At the end of November, the authorities had opened an investigation “after noticing the disappearance of the ATR 72-500 aircraft belonging to the national company”, Ceiba Intercontinental, which was since 2018 in routine revision in Spain, explained TVGE.
According to the same source, Mr. Obiang Nsue, would have “sold the ATR aircraft to the company Binter Technic”, which specializes in aviation maintenance and is based in Las Palmas, on the Spanish island of Gran Canaria.
Ruslan Obiang Nsue, former secretary of state for sports and youth, and current director of Ceiba Airport was first deputy director of Ceiba Intercontinental and then its managing director.
“Ruslan Obiang has confessed that he was the person who sold Ceiba’s ATR, I will not allow myself to be carried away by familialism or favouritism, which is why I have ordered his immediate arrest and handing him over to justice,” his half-brother, Vice President Teodoro Nguema Obiang Mangue, nicknamed “Teodorin”, said on Twitter.
Teodorin Obiang himself was definitively sentenced by the French justice at the end of July 2021 to three years in prison with a suspended sentence and 30 million euros in fines and the confiscation of his assets in France for having fraudulently built up a luxurious patrimony within the framework of the “ill-gotten gains” cases.
In July 2021, London also froze his financial assets in the U.K. and banned him from its territory following anti-corruption investigations. Malabo then closed its embassy in the country to protest the decision.
The arrest of Ruslan Obiang Nsue, one of the president’s sons, is unprecedented for a member of the presidential family of the small oil-rich central African state.
Last December, news of the plane’s disappearance and its alleged sale by Mr. Obiang Nsue sparked national outrage.
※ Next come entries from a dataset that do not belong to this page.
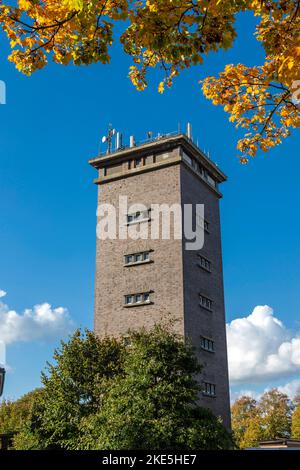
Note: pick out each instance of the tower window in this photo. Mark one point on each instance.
(207, 344)
(204, 263)
(137, 217)
(138, 162)
(209, 389)
(137, 299)
(205, 302)
(137, 258)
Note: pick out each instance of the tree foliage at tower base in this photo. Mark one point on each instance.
(115, 394)
(174, 35)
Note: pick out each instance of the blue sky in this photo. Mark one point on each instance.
(53, 123)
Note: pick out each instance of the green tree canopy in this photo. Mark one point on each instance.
(268, 418)
(296, 419)
(116, 394)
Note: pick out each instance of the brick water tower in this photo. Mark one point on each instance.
(141, 281)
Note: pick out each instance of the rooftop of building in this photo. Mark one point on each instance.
(161, 142)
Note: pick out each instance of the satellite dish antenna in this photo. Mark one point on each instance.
(108, 138)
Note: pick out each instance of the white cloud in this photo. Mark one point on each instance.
(260, 348)
(42, 322)
(291, 389)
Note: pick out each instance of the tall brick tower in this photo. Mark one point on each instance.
(141, 281)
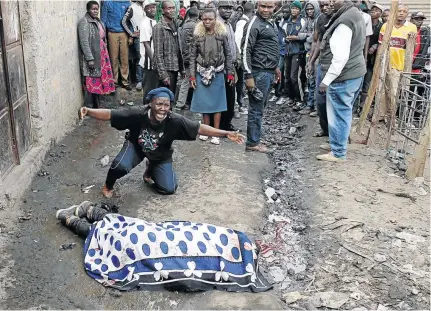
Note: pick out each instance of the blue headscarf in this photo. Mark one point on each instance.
(160, 92)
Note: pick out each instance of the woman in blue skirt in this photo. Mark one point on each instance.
(210, 61)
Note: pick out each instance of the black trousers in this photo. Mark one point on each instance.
(81, 226)
(151, 82)
(173, 77)
(293, 63)
(240, 86)
(226, 116)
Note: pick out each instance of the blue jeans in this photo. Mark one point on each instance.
(340, 98)
(137, 55)
(321, 102)
(163, 174)
(262, 81)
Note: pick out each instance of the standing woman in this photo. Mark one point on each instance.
(94, 60)
(210, 59)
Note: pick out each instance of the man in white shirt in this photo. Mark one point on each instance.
(239, 33)
(147, 48)
(343, 68)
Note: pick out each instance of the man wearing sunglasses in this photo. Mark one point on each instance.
(152, 130)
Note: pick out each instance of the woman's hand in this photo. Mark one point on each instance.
(91, 64)
(236, 137)
(82, 113)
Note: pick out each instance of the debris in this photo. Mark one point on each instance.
(421, 191)
(379, 257)
(399, 194)
(104, 161)
(410, 238)
(269, 193)
(291, 297)
(67, 246)
(332, 300)
(277, 274)
(351, 249)
(86, 189)
(43, 173)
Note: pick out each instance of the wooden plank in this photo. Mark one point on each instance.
(416, 165)
(410, 46)
(379, 65)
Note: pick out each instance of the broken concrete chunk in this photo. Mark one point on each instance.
(332, 300)
(291, 297)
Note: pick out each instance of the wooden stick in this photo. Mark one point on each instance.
(378, 66)
(410, 46)
(416, 165)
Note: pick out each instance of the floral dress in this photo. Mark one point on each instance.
(105, 83)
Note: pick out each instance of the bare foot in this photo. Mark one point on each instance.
(107, 193)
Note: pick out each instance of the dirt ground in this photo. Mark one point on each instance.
(341, 236)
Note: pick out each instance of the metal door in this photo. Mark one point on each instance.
(15, 136)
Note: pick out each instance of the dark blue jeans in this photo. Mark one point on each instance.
(262, 81)
(163, 174)
(321, 103)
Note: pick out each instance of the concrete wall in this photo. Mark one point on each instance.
(51, 58)
(50, 43)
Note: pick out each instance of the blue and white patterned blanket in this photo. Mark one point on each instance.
(129, 253)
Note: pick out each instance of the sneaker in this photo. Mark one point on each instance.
(326, 147)
(82, 209)
(258, 148)
(215, 141)
(243, 110)
(107, 193)
(273, 98)
(305, 111)
(329, 157)
(65, 213)
(281, 101)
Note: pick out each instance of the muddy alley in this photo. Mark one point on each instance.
(330, 235)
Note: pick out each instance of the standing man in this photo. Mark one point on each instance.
(397, 53)
(134, 17)
(294, 54)
(147, 52)
(306, 34)
(260, 53)
(186, 40)
(167, 55)
(225, 11)
(343, 68)
(319, 31)
(375, 13)
(118, 46)
(239, 32)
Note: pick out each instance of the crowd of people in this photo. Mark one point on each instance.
(315, 56)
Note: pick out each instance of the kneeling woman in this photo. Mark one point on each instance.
(210, 59)
(130, 253)
(152, 130)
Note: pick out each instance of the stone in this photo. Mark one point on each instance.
(332, 300)
(104, 161)
(379, 257)
(291, 297)
(277, 274)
Equatorial Guinea has been ruled for more than 43 years by President Teodoro Obiang Nguema Mbasogo, who has just been re-elected for a sixth seven-year term and holds the world record for longevity in power for a living head of state, excluding monarchs.
Equatorial Guinea is the third richest country in sub-Saharan Africa in terms of GDP per capita in 2021 according to the World Bank, but ranked 172nd out of 180 countries in the Transparency International corruption barometer.